How to Create an Emotional Marketing Strategy
There are plenty of ways to use emotional marketing within your strategy. A planned approach is key to success and plenty of variation will exist. As a broad approach, however;
1. Know your audience
Before you do any kind of marketing, it’s essential to know your audience. This will help you to plan the content that they will respond to and to define the emotion that will create the best outcome. This requires in-depth market research within your target audience. The research will create personas, which helps to target the type of person to whom you are marketing.
2. Use colours
Emotion and colour are closely linked and colour can also stimulate emotion. Think about colour psychology; from passionate red through to warm and intelligent yellow, calming and nurturing green, professional blue and regal purple. Big brands are always linked with their colours.
3. Tell stories
Storytelling is a tried and tested marketing strategy to create audience connection. Stories elicit feelings. They are relatable and they are naturally shareable. Most brands can find a way to link a story back to their product offer! Emotional marketing is creating an environment where customers seek out content that offers them value. Brands are moving away from yesterday’s old-fashioned and interrupting adverts, which forced products and brands in front of the customer’s eyes, whether or not they wanted to see it. [3]
4. Create a community
Some brands manage to create communities through feelings of camaraderie, pride in belonging and acceptance.
5. Seek to inspire
All of us want to feel inspired to be our best, and brands which can create this sense of inspired elation will naturally evoke those emotions that lock customers in.
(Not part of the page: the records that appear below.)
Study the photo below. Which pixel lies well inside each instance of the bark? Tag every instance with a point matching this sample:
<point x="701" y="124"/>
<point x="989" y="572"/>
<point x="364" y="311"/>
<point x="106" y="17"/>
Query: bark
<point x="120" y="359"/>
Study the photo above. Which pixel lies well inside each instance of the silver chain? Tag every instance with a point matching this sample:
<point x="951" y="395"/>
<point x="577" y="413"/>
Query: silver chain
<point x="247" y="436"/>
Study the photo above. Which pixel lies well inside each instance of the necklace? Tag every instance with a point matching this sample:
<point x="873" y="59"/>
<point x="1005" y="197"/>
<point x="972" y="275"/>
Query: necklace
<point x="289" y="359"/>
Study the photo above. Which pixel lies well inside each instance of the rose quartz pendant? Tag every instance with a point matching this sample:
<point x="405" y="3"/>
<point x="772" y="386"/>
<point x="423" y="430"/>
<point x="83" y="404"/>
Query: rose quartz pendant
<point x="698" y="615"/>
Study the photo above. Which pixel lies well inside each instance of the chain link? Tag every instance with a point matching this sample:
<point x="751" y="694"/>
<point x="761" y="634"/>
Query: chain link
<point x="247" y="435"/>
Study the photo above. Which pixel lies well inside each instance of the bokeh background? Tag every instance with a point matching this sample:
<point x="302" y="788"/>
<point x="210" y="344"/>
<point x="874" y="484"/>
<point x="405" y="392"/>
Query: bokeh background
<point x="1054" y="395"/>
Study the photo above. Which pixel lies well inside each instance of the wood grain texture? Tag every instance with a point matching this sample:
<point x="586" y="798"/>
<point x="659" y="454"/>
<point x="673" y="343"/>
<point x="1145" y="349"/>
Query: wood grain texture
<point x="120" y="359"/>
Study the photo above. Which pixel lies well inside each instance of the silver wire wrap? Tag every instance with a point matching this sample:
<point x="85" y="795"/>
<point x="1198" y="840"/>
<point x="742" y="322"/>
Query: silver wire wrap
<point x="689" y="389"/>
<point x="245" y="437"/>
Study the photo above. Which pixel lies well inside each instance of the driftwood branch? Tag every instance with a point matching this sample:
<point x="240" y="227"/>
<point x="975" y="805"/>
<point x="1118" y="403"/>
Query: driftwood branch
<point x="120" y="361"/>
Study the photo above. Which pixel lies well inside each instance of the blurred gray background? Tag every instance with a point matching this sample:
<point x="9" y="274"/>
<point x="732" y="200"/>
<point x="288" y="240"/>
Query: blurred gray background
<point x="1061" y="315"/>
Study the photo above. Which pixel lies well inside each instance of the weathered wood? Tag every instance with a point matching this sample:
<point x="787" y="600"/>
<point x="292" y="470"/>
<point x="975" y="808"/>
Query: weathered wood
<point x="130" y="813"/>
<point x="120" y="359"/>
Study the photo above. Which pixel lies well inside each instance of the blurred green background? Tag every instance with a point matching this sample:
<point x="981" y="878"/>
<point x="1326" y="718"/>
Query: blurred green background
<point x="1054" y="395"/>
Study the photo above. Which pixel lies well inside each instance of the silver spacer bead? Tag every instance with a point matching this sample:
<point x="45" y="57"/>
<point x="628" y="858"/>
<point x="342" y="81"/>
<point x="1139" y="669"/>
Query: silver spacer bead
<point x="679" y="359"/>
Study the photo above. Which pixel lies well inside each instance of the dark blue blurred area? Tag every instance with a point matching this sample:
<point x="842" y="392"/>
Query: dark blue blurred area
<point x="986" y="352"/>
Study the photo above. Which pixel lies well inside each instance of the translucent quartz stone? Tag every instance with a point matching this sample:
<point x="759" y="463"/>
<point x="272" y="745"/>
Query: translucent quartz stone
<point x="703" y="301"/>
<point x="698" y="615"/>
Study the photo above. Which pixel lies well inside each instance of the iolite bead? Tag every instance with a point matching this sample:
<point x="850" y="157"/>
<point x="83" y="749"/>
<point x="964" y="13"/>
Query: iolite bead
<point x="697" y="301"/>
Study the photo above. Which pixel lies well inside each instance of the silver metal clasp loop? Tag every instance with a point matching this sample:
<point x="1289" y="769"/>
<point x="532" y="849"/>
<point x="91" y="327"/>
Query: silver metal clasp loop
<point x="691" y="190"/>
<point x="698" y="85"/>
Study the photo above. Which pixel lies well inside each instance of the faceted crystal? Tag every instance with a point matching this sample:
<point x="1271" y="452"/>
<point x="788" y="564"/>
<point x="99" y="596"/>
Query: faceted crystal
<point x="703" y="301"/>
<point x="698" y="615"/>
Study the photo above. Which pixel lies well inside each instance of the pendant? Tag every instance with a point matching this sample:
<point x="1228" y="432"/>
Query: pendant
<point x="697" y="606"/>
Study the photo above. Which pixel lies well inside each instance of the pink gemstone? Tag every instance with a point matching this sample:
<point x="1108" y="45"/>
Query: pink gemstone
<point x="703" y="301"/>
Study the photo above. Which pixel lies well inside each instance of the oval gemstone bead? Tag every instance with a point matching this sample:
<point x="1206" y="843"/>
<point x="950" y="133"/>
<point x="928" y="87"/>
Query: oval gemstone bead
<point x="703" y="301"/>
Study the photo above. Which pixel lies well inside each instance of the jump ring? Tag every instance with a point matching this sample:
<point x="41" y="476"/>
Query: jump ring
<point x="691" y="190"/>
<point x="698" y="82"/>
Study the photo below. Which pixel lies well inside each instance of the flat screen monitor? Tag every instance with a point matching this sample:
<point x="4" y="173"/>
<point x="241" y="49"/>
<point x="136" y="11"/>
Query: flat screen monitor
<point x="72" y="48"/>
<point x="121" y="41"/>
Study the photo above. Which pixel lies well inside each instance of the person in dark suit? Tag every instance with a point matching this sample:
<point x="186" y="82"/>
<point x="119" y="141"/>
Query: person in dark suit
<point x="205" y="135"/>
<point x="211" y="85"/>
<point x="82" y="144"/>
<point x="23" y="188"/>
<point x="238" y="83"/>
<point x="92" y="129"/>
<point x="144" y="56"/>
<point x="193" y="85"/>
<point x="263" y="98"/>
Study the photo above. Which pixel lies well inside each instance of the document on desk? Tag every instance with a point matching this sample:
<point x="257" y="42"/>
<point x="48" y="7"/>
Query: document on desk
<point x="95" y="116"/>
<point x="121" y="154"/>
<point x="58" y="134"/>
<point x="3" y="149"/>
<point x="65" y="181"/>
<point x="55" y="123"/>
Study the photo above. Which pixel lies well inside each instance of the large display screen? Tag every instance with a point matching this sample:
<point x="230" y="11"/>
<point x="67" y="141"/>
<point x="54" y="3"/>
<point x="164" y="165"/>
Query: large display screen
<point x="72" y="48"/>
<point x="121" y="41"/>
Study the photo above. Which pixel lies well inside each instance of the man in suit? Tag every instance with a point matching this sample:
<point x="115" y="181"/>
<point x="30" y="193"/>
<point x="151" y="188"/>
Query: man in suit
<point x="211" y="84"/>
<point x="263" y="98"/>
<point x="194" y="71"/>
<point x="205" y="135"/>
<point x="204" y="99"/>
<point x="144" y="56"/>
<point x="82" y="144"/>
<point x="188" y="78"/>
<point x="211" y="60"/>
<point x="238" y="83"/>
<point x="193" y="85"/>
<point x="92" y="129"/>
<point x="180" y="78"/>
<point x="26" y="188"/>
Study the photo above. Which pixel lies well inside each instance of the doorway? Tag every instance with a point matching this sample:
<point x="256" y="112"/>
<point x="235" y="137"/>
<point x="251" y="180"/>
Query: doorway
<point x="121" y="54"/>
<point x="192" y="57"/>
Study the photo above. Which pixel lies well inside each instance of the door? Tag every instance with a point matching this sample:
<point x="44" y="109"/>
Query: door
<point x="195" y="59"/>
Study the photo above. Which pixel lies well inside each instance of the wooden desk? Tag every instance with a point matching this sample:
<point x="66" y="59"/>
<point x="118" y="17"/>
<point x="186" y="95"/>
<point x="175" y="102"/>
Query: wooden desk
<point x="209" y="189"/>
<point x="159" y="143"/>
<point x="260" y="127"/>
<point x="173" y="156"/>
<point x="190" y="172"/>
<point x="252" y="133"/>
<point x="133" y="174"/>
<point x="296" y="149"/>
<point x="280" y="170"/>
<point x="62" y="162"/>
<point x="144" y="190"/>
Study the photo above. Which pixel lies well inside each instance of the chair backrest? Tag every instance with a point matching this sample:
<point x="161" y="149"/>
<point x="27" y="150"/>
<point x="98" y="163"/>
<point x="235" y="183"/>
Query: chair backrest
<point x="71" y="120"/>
6. Project the ideal image
Smart customers know that the ‘ideal’ doesn’t exist, but those images and ideas still appeal and are extremely compelling. Brands which project an idea of the ideal encourage customers to aim high and to feel motivated to want more; a powerful desire emotion that naturally leads to purchase intent.
Conclusion
Whatever industry you are in, whatever your budget and whatever your current routes to market and marketing channels, there is scope to use emotional marketing to great effect. Learn about it, trial some approaches, measure your outcomes and consider using specialist external support where necessary to build on your approach. See the results that your brand needs in today’s highly competitive, segmented and digitised marketplace, where customers are sophisticated, mobile and ready to make quick decisions.